I am an accrue of things accomplished and I am encloser of thing; to be.

      On the whole, we note that Song of Myself owes any sense of unity it has, not so much to a logical development of ideas, but to the personality of the poet. As John Burroughs has pointed out, the presence of the poet’s personality dominates the page. “Without this vivid and intimate sense of the man, or a sane and powerful spirit sustaining ours, the piece would be wild and inchoate”. Leslie A. Fielder feels that Whitman’s mode in Song of Myself is reverie. “What binds Whitman’s poems together is not the logic, of persuasion or pictorial form but what we have come to label a little misleadingly, stream of consciousness; the secret order of repressed wishes and fears that links impression to impression when the conscious mind abdicates or relaxes its control .... (the) alternation of joy and anxiety sets up poles around which his (poet’s) inner flux of ideas and associations take on objective forms.”

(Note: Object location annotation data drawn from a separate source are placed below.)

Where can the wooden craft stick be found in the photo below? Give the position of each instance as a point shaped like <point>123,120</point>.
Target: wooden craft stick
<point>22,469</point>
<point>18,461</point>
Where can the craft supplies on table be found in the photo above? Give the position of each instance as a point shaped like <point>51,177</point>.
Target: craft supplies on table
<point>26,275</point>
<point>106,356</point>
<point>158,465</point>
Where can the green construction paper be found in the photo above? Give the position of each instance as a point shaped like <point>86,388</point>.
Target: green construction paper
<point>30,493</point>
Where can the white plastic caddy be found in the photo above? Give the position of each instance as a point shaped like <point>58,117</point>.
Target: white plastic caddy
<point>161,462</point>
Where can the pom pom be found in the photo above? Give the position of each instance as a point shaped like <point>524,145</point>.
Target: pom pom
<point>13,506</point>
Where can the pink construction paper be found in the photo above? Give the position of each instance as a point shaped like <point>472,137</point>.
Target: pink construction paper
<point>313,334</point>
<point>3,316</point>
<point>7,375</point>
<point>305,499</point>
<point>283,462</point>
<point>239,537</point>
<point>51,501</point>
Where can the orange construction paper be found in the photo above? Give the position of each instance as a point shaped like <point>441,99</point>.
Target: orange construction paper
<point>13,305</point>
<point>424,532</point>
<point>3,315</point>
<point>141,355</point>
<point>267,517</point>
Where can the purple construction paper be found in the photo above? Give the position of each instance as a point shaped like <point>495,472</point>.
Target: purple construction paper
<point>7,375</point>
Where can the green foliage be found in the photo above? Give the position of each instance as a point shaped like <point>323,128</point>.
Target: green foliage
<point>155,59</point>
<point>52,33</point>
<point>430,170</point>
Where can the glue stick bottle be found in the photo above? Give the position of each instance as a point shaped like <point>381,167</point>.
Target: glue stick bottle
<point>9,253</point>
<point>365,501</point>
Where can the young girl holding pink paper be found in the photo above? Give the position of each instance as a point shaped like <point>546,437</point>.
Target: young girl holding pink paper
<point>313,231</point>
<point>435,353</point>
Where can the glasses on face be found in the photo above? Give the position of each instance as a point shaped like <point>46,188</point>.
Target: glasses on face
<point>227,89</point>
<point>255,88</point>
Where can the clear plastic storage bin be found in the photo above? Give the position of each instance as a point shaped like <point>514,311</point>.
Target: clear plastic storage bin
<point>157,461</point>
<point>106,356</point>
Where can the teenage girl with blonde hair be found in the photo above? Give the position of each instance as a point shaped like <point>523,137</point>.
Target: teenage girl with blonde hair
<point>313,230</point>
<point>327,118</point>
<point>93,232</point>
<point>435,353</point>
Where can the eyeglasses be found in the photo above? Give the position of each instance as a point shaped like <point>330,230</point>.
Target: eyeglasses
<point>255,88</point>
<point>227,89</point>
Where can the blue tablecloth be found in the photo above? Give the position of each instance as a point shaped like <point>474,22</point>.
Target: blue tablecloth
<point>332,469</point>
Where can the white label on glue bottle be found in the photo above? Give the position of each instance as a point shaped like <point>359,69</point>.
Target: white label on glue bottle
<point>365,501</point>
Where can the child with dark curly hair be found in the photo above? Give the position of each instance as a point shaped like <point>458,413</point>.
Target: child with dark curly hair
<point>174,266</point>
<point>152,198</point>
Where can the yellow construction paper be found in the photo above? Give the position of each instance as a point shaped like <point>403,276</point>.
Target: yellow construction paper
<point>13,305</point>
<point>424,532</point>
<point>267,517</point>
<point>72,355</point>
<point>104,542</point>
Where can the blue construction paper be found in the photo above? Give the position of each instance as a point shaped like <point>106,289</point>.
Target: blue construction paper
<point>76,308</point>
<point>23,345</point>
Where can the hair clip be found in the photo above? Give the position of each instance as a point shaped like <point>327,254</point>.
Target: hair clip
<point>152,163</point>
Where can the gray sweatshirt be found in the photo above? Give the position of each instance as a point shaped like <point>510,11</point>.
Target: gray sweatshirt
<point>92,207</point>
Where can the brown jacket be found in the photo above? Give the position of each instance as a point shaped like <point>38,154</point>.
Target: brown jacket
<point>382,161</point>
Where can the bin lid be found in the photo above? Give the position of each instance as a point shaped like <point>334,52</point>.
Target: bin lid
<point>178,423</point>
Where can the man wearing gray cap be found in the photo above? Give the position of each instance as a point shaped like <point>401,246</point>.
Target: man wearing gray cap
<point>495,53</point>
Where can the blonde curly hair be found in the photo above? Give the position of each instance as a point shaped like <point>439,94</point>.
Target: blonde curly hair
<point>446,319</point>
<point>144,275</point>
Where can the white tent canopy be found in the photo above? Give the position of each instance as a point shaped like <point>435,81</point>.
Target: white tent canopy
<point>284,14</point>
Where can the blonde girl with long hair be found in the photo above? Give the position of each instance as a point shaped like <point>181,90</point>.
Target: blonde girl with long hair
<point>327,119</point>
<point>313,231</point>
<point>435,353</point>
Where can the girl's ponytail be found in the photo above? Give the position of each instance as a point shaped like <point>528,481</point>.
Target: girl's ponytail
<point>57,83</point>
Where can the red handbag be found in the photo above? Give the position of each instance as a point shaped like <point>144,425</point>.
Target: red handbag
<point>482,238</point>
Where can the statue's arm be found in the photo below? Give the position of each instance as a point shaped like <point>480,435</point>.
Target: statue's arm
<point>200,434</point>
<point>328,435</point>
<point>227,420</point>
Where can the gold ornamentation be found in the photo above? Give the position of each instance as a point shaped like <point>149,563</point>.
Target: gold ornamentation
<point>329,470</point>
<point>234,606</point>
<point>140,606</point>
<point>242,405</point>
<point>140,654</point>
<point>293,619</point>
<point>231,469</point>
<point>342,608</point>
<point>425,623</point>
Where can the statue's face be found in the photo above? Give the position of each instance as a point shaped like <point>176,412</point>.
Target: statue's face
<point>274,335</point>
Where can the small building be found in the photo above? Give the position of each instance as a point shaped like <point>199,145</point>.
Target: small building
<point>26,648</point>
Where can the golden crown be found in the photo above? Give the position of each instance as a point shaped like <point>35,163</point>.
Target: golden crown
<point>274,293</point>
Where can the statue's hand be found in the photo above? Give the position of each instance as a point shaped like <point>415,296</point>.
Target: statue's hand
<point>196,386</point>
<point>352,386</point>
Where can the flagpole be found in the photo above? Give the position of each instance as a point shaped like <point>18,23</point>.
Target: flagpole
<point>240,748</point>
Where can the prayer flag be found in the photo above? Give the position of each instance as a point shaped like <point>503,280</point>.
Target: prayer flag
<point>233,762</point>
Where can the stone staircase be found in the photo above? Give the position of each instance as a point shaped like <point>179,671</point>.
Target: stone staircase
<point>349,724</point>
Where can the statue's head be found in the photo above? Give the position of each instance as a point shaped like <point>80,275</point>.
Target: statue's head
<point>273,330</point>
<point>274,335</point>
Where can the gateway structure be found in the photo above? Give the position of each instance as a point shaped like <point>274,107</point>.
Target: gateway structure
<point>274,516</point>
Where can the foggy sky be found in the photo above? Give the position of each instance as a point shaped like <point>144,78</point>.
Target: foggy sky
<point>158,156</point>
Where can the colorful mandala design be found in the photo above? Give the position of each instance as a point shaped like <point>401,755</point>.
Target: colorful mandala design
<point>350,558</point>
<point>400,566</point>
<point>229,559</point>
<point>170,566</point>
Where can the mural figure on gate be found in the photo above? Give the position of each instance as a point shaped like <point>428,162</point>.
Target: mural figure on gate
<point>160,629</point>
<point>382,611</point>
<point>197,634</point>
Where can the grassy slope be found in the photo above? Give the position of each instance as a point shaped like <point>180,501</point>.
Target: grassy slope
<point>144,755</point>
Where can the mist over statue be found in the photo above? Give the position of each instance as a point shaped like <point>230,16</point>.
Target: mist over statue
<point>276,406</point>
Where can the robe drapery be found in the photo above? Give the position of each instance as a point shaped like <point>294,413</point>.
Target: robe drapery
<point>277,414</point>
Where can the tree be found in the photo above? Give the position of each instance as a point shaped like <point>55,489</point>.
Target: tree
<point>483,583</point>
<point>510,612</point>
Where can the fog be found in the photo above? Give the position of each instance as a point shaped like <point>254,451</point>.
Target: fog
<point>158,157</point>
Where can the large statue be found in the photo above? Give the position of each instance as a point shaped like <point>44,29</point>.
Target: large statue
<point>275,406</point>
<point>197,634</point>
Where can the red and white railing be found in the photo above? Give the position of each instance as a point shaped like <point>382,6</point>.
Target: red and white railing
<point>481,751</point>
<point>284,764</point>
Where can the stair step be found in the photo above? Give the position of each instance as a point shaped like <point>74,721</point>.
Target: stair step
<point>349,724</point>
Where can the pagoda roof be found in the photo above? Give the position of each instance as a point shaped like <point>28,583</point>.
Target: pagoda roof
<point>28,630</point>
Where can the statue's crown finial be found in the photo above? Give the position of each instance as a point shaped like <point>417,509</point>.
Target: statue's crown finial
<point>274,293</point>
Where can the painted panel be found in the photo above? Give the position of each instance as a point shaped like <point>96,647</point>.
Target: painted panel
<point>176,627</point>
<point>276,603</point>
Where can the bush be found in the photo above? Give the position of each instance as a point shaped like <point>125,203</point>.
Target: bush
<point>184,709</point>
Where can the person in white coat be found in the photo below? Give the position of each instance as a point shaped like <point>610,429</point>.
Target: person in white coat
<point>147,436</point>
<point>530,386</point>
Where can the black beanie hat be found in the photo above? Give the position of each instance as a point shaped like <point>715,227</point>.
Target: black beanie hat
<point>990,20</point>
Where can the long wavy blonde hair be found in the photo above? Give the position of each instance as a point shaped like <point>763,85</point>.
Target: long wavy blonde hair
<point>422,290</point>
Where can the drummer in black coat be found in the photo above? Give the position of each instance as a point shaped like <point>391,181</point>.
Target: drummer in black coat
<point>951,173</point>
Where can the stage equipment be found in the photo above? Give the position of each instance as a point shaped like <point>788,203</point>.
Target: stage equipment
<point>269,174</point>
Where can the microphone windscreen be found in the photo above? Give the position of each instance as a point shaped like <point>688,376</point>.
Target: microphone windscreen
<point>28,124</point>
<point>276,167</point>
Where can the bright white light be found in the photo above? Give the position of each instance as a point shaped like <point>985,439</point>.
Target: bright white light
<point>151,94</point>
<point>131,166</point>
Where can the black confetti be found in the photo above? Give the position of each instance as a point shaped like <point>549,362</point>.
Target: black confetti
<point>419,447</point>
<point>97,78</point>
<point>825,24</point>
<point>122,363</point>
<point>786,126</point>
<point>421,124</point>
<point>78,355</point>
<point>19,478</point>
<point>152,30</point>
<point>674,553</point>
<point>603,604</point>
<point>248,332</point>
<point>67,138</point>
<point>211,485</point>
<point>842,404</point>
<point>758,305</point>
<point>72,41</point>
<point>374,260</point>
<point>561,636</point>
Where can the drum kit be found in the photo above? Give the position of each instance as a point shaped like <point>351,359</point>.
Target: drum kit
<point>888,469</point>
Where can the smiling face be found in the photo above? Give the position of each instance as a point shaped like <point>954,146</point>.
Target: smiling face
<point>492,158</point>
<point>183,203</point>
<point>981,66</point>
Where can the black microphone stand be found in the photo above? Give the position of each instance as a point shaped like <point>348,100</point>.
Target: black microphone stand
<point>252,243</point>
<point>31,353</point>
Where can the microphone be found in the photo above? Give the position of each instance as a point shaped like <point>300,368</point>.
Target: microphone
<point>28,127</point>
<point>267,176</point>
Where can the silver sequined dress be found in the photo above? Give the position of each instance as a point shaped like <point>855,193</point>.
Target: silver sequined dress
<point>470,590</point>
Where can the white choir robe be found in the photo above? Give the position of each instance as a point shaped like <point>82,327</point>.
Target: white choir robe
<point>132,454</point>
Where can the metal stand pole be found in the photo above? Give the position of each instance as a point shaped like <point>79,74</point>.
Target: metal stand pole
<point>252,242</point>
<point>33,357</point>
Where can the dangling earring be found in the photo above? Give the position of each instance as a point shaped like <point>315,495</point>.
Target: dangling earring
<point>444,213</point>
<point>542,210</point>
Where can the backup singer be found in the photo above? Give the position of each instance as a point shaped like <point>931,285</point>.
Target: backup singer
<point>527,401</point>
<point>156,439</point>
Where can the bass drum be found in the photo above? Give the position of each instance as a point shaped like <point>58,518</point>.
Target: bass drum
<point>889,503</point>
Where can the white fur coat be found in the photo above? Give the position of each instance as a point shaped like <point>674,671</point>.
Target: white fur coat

      Walt Whitman is capable of writing close knit poems. But we are not to expect the traditional kind of “structure” in his poetry. Leaves of Grass shows a structure of growth. It would be apt to quote Irving C. Story in this connection that the arrangement of the poem roughly outlines “the story of the starting out from Paumanok of Walt Whitman, American, to discover the importance of his own individuality, to experience sex and comradeship, to identify himself with democratic America in its life on the ‘Open Road,’ to become a ‘Pioneer ‘in the Westward Movement of the human race, and to listen to the whisperings of the sea concerning the mystery of death and the oneness of all life. Then to enter into the political world with its corruption, to know war and its suffering and comradeship, to discover the greatest American, Lincoln, and to come through the war with renewed acceptance of death and an intensified belief in America. Then to go on still further into the spiritual world, to understand death as a part of the complete life and as a synonym for immortality.”

University Questions

Is it correct to term Whitman’s poetry as absolutely formless? Justify or refute with reference to some of his poems.
Or
Write a note on the structure in Whitman’s Leaves of Grass.
Or
Comment on the form of Song of Myself.
Or
Analyze the structure of Song of Myself.
Or
Do you agree with the view that Song of Myself has a structure and Whitman is in command of his material?